Aさん:法人の代表取締役(60歳・男性)
高校卒業後会社員として厚生年金加入。
30歳のとき独立してすぐに法人を設立し代表取締役に就任。継続して厚生年金加入。
現在の報酬月額は70万円。
年金をもらえる年齢になってもいまの報酬のまま一生涯働き続ける予定。
65歳からの老齢厚生年金(報酬比例部分)の年金額は150万円。
Bさん:60歳で来月定年退職予定の会社員(男性)。
現在の報酬月額30万円。
高校卒業後定年まで厚生年金に加入。
定年後の勤務予定はなし。
65歳からの老齢厚生年金(報酬比例部分)の年金額は100万円。
Cさん:一度も厚生年金に加入したことのない自営業(60歳・男性)。
20歳から60歳まで国民年金に加入。
直近の厚生年金保険料(被保険者負担分)は、それぞれ次の通りです。
Aさん:毎月56,730円
Bさん:毎月27,340円
Cさん:0円 ただし、60歳までは国民年金保険料(平成30年度は月額16,340円)を毎月負担
これまで負担してきた厚生年金保険料(被保険者負担分)の累計額は、それぞれ次の通りとします。
Aさん:1,500万円
Bさん: 900万円
Cさん:0円(一度も厚生年金に加入しなかったため)
【回答】
もらえる年金が多い順番は次の通りです。
第1位 Bさん(従業員)
第2位 Aさん(社長)、Cさん(自営業)
【解説】
いかがでしょうか。
第1位 Aさん(社長)
第2位 Bさん(従業員)
第3位 Cさん(自営業)
の順にもらえる年金額が多くなるような気がしませんでしたか。
65歳からもらえる老齢年金には、次の二つの年金があります。
1.全国民共通の老齢基礎年金
2.厚生年金に加入した期間の長さや厚生年金加入中の報酬額に応じて年金額が決まる老齢厚生年金
1.老齢基礎年金について
Aさん、Bさん、Cさんとも全員満額(年間約80万円)もらえます。
2.老齢厚生年金について
厚生年金に加入したことがないCさんは老齢厚生年金をもらえません。
AさんとBさんの厚生年金加入期間は同じで、厚生年金保険料はAさんの方がBさんよりもかなりたくさん払ってきました。
Aさんの方がBさんよりも多くの年金をもらえそうな気がしますよね。
しかし、実際はBさんの方がAさんより多くの年金をもらえます。
なぜこのようなことが起こってしまうのでしょうか。
それは、働きながら年金をもらうと年金がカットされてしまう「在職老齢年金」というしくみが厚生年金にはあるからです。
年金をもらえる年齢になってはじめてこのようなしくみがあることを知り、残念な思いをする経営者が多いです。

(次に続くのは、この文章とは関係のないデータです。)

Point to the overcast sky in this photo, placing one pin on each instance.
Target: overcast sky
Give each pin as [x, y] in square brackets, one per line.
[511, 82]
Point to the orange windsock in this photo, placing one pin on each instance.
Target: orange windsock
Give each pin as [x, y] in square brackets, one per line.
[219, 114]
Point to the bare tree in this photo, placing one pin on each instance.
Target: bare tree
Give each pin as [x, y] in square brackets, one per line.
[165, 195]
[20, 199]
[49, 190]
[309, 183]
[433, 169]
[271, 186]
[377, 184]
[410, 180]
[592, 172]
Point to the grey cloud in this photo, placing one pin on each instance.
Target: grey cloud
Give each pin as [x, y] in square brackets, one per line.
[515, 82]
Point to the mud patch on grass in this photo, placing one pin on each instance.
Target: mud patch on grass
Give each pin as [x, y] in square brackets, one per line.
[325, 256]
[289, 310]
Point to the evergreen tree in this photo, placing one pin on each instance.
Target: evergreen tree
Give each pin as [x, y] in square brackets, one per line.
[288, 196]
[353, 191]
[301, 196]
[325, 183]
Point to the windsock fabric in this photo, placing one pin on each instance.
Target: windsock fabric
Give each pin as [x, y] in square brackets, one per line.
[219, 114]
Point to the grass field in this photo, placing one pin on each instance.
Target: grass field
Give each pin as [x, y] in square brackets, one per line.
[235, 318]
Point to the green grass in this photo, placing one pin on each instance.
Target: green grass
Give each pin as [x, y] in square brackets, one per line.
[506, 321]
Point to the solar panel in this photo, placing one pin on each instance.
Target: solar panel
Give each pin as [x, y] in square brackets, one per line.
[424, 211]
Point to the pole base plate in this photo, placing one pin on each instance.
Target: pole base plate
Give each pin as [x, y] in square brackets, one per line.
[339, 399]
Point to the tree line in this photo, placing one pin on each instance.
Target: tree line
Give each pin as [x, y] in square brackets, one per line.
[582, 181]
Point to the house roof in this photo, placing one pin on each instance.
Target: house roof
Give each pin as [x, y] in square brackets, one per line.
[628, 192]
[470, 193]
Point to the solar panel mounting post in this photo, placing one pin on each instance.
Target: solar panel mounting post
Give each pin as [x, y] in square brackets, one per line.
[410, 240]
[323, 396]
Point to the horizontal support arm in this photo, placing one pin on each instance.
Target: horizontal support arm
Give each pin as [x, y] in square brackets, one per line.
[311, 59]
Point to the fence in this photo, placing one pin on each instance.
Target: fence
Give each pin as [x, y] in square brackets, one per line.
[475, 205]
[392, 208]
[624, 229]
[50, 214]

厚生年金保険料は労使折半負担ですので、会社員だったBさんは厚生年金保険料の半額だけが給料から天引きされていました。
Bさんは、63歳から65歳になるまで年額100万円の「特別支給の老齢厚生年金」をもらえます。
65歳からも老齢厚生年金(報酬比例部分)100万円を一生もらえます。
一方Aさんは、独立してオーナー社長となってからの30年間は本人負担分だけでなく会社負担分も自ら支払ってきました。
しかし、現在の報酬のまま働き続ける限り、老齢厚生年金(報酬比例部分)は何歳になっても1円ももらえません。
しかも、いまの報酬設定のまま働き続ける限り、厚生年金保険料毎月113,460円(会社負担分・本人負担分合計)を70歳になるまで支払う必要があります。
それだけの厚生年金保険料を払っても、もらえる年金額はBさんの方が毎年100万円多くなります。
63歳から83歳までの20年間年金を受けたとしたら、もらえる年金額累計は2,000万円もBさんの方が多くなります。
いまの報酬のまま働き続ける限りAさんのもらえる年金額は、厚生年金保険料を1円も払ったことのない自営業のCさんと同じく、老齢基礎年金相当の年間約80万円のみとなります。
公的年金には老齢年金だけでなく、障害年金・遺族年金もあります。
老齢年金も、自分が積み立てた保険料を将来自分が年金としてもらうような制度にはなっていません。
しかし、払った保険料ともらえる老齢年金を単純に比較してみると、高額報酬の経営者が明らかに一番損といえます。
先週の水曜日の午前中、大阪で社労士さん・FPさん向けに社長の年金・退職金セミナーの講師を務めました。
水曜日の午後は同じ会場で、このメルマガをお読みいただいている経営者様向けの社長の年金セミナーでした。
ご参加いただきました社長様、ありがとうございました。
金曜日の午後は、東京で社労士さん、FPさん向けに社長の年金・退職金セミナーの講師を務めました。
社長の年金と同様、社長の退職金についても専門家が少なく正しい情報が提供されていない分野だと思います。
役員退職慰労金制度を設けている会社は多いのですが、役員退職慰労金規程の内容(退職金や弔慰金に関する規定)に注意を払っている企業は少ない印象です。
今後、社労士さん、FPさん向けセミナーでは役員退職金について話す機会も増えると思います。
ちょうど、ある県の社会保険労務士会の支部から、今秋の年金研修の講師を依頼いただいたところですので、そちらでも役員退職金についても触れようと思っています。